Oklahoma Solicitor General Garry Michael Gaskins defended the law as a valid exercise of state criminal authority that operates in concert with, rather than in defiance of, federal immigration law. He repeatedly characterized the statute as “parallel and complementary” to federal law, arguing there is no conflict preemption because individuals can comply with both, while no field preemption exists because “unlawful entry and reentry” is too narrow a regulatory slice to be deemed exclusively occupied by Congress.
Relying heavily on Kansas v. Garcia and Virginia Uranium, he urged the court to avoid broad notions of federal interests or shifting federal enforcement priorities, which he says cannot themselves have preemptive effect. Gaskins also said differences in penalty levels or available defenses between state and federal schemes are routine and do not trigger preemption.
The three-judge panel pressed Gaskins on multiple fronts, probing whether HB 4156 truly parallels federal law or instead intrudes into an exclusively federal domain. U.S. Circuit Judge Veronica S. Rossman, a Joe Biden appointee, repeatedly pushed him on what makes the immigration context different from ordinary state criminal law, questioning the narrower set of defenses available under Oklahoma’s statute and how divergent penalties should factor into a conflict-preemption analysis.
U.S. Circuit Judge David H. Urias, another Biden appointee, focused on the statute’s apparent criminalization of mere presence in Oklahoma without authorization — something federal law does not do — and challenged Gaskins’ insistence that the law is limited to entry and reentry.
U.S. Circuit Judge Joel M. Carson, a Donald Trump appointee, drilled into case law, testing Gaskins’ theory of field definition and warning that reliance on shifting federal executive positions could destabilize the law while also questioning whether the record showed a credible threat of prosecution sufficient for standing.
On rebuttal, Carson and Urias pushed Gaskins to reconcile his description of the statute as targeting only entry and reentry with text that appears to criminalize ongoing unlawful presence. Carson further raised concerns about the Commerce Clause implications of Oklahoma effectively “banishing” noncitizens from the state’s borders.
Gaskins maintained that “the coming into the country illegally and being present in the state of Oklahoma are two elements … You can’t have one without the other,” thus resisting the characterization that HB 4156 criminalizes mere presence in isolation.

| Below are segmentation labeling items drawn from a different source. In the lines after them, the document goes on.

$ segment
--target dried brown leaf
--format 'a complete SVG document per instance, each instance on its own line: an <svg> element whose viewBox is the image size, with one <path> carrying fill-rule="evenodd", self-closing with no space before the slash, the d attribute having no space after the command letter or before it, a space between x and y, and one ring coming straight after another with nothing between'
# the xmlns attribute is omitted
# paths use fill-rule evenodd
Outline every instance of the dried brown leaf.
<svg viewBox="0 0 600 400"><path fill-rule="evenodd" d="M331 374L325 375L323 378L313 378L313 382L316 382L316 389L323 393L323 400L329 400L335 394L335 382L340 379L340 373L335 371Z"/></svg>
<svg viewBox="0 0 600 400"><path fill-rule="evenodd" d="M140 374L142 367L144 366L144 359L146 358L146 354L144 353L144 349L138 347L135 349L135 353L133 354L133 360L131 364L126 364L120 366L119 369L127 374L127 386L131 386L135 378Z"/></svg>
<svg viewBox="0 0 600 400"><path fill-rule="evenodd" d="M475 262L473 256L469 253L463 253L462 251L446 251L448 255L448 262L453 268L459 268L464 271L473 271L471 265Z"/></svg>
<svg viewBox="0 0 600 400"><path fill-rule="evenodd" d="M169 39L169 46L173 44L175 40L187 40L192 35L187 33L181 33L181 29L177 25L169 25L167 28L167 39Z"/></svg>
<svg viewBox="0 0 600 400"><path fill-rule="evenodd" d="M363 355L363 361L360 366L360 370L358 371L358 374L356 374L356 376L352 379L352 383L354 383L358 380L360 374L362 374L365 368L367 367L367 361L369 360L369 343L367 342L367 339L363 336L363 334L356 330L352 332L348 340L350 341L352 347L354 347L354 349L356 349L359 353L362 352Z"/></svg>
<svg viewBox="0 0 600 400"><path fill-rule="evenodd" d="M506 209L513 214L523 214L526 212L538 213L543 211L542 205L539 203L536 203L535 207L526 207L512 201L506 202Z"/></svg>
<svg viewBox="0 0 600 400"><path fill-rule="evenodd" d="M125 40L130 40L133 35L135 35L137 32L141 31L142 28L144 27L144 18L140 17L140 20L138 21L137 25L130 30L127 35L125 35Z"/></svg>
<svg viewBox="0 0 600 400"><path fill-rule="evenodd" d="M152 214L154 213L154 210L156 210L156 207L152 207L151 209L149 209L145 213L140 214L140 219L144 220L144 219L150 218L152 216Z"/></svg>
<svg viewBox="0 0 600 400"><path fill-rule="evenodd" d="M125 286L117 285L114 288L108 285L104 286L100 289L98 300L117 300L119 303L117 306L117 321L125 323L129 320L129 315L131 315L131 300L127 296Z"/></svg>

Representing the plaintiffs, American Civil Liberties Union attorney Noor Zafar argued Oklahoma’s law is preempted because it invades that exclusively federal field: the regulation of noncitizen entry and presence. Zafar said over 150 years of precedent and the structure of the Immigration and Nationality Act show Congress has created a detailed, reticulated scheme governing irregular entry, removal processes and forms of humanitarian relief, leaving no room for parallel state immigration crimes that set up a “shadow” enforcement system.
“Oklahoma has set up its own immigration system that is in conflict with the federal system,” Zafar said. “We’re dealing with an inherently federal field of immigration that implicates external sovereignty, where Congress has given broad discretion to the federal government. So this is a field that even overlapping laws are simply not permitted in.”
Zafar said Oklahoma’s law “goes way beyond” the preempted immigration laws that were ruled unconstitutional in the Supreme Court’s Arizona vs. United Statesdecision.
“It sets up a state immigration scheme that gives unilateral discretion to state officers to conduct arrests, to prosecute and to impose penalties and banish people from the state,” she said.
The panel did not indicate when it would issue a ruling in the case.